Today I turn 50 years old!!
I am very excited to get to turn 50! Part of the reason for that is: on Oct 15 of 2002, I attempted suicide.
I was in such a dark place. I was out of the anti-depressants I had been taking for years, I was emotionally miserable and the voices in my head told me that life was too hard, would never get better or easier and that those I loved would be better off without me. Fortunately the person I was with at that time woke up 10 minutes later and knew I had done something, so took me to the hospital. The next day I had anti-depressants which helped some, but I was still very unhappy. I tried many things over the next few years to get happy, including prescription and illegal drugs, change of environment, change of relationships, but nothing really helped.

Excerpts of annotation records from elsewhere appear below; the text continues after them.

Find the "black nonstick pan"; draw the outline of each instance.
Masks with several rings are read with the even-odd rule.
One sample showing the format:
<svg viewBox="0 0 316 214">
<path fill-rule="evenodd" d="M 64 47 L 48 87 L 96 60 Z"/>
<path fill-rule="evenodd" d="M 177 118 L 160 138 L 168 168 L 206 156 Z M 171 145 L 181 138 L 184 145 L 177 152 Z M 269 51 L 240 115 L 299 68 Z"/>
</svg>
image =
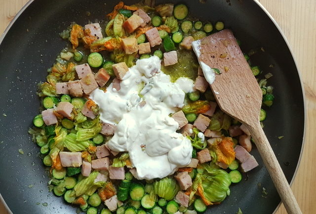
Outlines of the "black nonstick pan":
<svg viewBox="0 0 316 214">
<path fill-rule="evenodd" d="M 178 2 L 157 0 L 156 3 L 170 1 Z M 37 84 L 44 81 L 47 69 L 66 45 L 59 33 L 73 21 L 84 25 L 89 20 L 104 19 L 118 2 L 34 0 L 0 39 L 0 193 L 14 214 L 76 213 L 76 207 L 48 191 L 49 178 L 38 157 L 40 148 L 28 134 L 34 116 L 39 113 Z M 126 4 L 136 2 L 125 1 Z M 290 182 L 301 154 L 304 100 L 297 68 L 283 35 L 255 1 L 181 2 L 200 20 L 224 22 L 241 41 L 245 52 L 259 50 L 252 61 L 273 74 L 269 83 L 276 97 L 264 129 Z M 278 139 L 278 136 L 284 137 Z M 210 207 L 206 213 L 235 214 L 240 208 L 244 214 L 268 214 L 276 210 L 279 196 L 255 148 L 252 154 L 259 167 L 244 174 L 240 183 L 233 184 L 230 196 Z M 263 192 L 263 188 L 268 194 Z"/>
</svg>

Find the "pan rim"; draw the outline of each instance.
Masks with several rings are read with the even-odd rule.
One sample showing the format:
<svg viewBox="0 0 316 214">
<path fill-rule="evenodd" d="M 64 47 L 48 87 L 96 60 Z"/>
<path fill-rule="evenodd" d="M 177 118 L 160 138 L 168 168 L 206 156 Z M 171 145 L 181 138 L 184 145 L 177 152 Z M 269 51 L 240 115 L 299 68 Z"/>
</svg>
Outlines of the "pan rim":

Then in March of 2006 I admitted myself to the local psychiatric hospital because I was having suicidal thoughts again. I stayed there for 10 days and got on some medications, but when I was discharged I went right back to my same lifestyle. There is no anti-depressant made that will counteract the come down from meth!! So I was still having massive up and downs. But fortunately God intervened soon after that!!
Today, my life is amazing!! I am happy! I am content! I like myself and I love my life! I have been clean for over 10 years, have worked the 12 steps multiple times, I have a wonderful relationship with Heavenly Father and many great relationships with family and friends!
Today I wouldn’t trade my life for anything!
So you can see why I am very happy to be turning 50!!